One of the blessed consequences of living in bumbling, rural Missouri was that we were forced to bond with the few cousins we had near, friendships enforced by virtue of geographical proximity. I remember the mass of cousins as a gangly conglomeration of wild and awkward, moody and amusing.
And we all eventually shifted, and moved, and changed, and scattered, as growing children are prone to do, until most owned proper houses and children and debts and worries of their own. Time became a wobbly gamble, and so now we see each other rarely, and briefly, and at odd intervals.
But not this Saturday.
This Saturday, we decided. We decided we would force a collision of four and a half splintering families, all under the guise of yoga. We would bend and fold our bodies to Marissa’s instructions, breathing like the ocean. We would eat deliciously scalding Navajo Tacos, created with all the brilliance of Piper. Richard, Jon, and Jeff would converge to plot out new games. We would talk of Julie’s discovery of her ferocious feelings in respect to her three girls and feminism.
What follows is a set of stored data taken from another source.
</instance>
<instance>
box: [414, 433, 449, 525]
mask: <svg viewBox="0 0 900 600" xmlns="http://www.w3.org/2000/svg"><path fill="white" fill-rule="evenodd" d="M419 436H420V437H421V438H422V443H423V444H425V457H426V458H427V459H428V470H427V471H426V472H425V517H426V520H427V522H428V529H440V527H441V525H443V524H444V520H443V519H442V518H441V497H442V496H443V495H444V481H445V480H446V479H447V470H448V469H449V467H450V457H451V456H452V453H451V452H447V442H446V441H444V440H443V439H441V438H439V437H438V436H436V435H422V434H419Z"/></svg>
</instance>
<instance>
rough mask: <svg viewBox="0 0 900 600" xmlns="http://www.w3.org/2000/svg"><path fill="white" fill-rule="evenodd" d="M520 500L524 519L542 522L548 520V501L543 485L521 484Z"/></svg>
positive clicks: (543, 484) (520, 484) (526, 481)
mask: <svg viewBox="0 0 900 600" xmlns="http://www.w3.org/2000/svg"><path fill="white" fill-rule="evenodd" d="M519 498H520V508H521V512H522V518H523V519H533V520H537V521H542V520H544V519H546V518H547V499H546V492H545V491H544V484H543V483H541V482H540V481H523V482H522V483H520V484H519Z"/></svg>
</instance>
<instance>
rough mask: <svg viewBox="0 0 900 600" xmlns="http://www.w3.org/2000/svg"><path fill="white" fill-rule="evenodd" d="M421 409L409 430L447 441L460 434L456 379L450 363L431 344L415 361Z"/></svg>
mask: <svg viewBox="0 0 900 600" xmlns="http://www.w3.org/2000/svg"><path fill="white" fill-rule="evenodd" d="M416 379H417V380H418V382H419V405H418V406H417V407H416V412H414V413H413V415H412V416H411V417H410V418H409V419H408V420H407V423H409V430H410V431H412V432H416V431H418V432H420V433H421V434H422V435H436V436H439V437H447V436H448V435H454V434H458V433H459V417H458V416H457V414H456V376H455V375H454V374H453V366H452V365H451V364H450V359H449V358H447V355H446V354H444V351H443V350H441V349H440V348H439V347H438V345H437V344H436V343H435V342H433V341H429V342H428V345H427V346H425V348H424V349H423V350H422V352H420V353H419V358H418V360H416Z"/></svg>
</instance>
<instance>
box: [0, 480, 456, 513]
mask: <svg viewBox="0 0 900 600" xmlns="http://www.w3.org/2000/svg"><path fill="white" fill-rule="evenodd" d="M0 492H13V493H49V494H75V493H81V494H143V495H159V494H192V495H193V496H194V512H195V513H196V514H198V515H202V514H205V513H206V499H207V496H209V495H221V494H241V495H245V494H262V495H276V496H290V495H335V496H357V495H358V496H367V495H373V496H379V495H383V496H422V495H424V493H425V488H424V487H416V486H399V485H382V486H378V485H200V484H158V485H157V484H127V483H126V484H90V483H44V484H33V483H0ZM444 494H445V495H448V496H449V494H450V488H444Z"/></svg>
We decided that, for a handful of hours on a rainy afternoon, we would figure out all the ways we fit now, and how mostly we don’t, except on these colliding days. We would relish, for a day, how flexible family is, how durable. (Literally and metaphorically. Yoga is hard.)
And when most left, dividing into themselves and returning to their own lives, I would languish in the chaos of my eldest brother’s home. I would dance with small children to horrible music, and eat heady, decadent ribs, and absorb all of the affection I could, storing it away for when I, too, would have to return to my own reality.
Which is finals. My reality is finals. Help. I’m procrastinating.